Resample Utilities

romancal.resample.resample_utils.build_driz_weight(model, weight_type=None, good_bits: str = None)[source]

Builds the drizzle weight map for resampling.

Parameters:
  • model (object) – The input model.

  • weight_type (str, optional) – The type of weight to use. Allowed values are ‘ivm’ or ‘exptime’. Defaults to None.

  • good_bits (str, optional) – The good bits to use for building the mask. Defaults to None.

Returns:

The drizzle weight map.

Return type:

numpy.ndarray

Raises:

ValueError – If an invalid weight type is provided.

Examples

model = get_input_model()
weight_map = build_driz_weight(model, weight_type='ivm', good_bits=[1, 2, 3])
print(weight_map)
romancal.resample.resample_utils.build_mask(dqarr, bitvalue)[source]
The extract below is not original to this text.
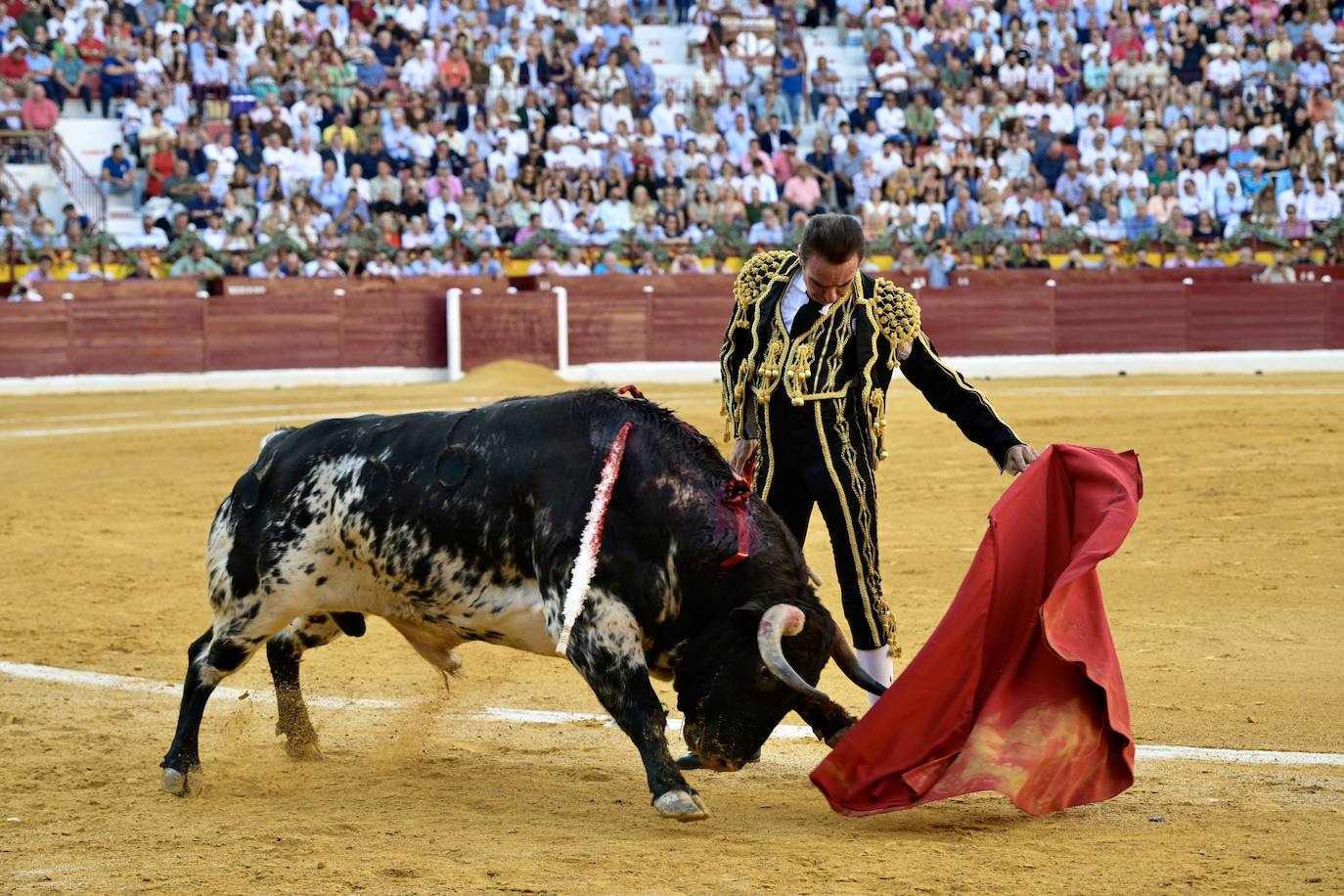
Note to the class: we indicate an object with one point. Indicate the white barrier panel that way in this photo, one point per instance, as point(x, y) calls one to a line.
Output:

Build a bit mask from an input DQ array and a bitvalue flag.

Parameters:
  • dqarr (numpy.ndarray) – Input DQ array.

  • bitvalue (str) – Bitvalue flag.

Returns:

Bit mask where 1 represents good and 0 represents bad.

Return type:

ndarray

Notes

  • The function interprets the bitvalue flag using the astropy.nddata.bitmask.interpret_bit_flags function.

  • If the bitvalue is None, the function returns a bit mask with all elements set to 1.

  • Otherwise, the function performs a bitwise AND operation between the dqarr and the complement of the bitvalue, and then applies a logical NOT operation to obtain the bit mask.

  • The resulting bit mask is returned as a numpy.ndarray of dtype numpy.uint8.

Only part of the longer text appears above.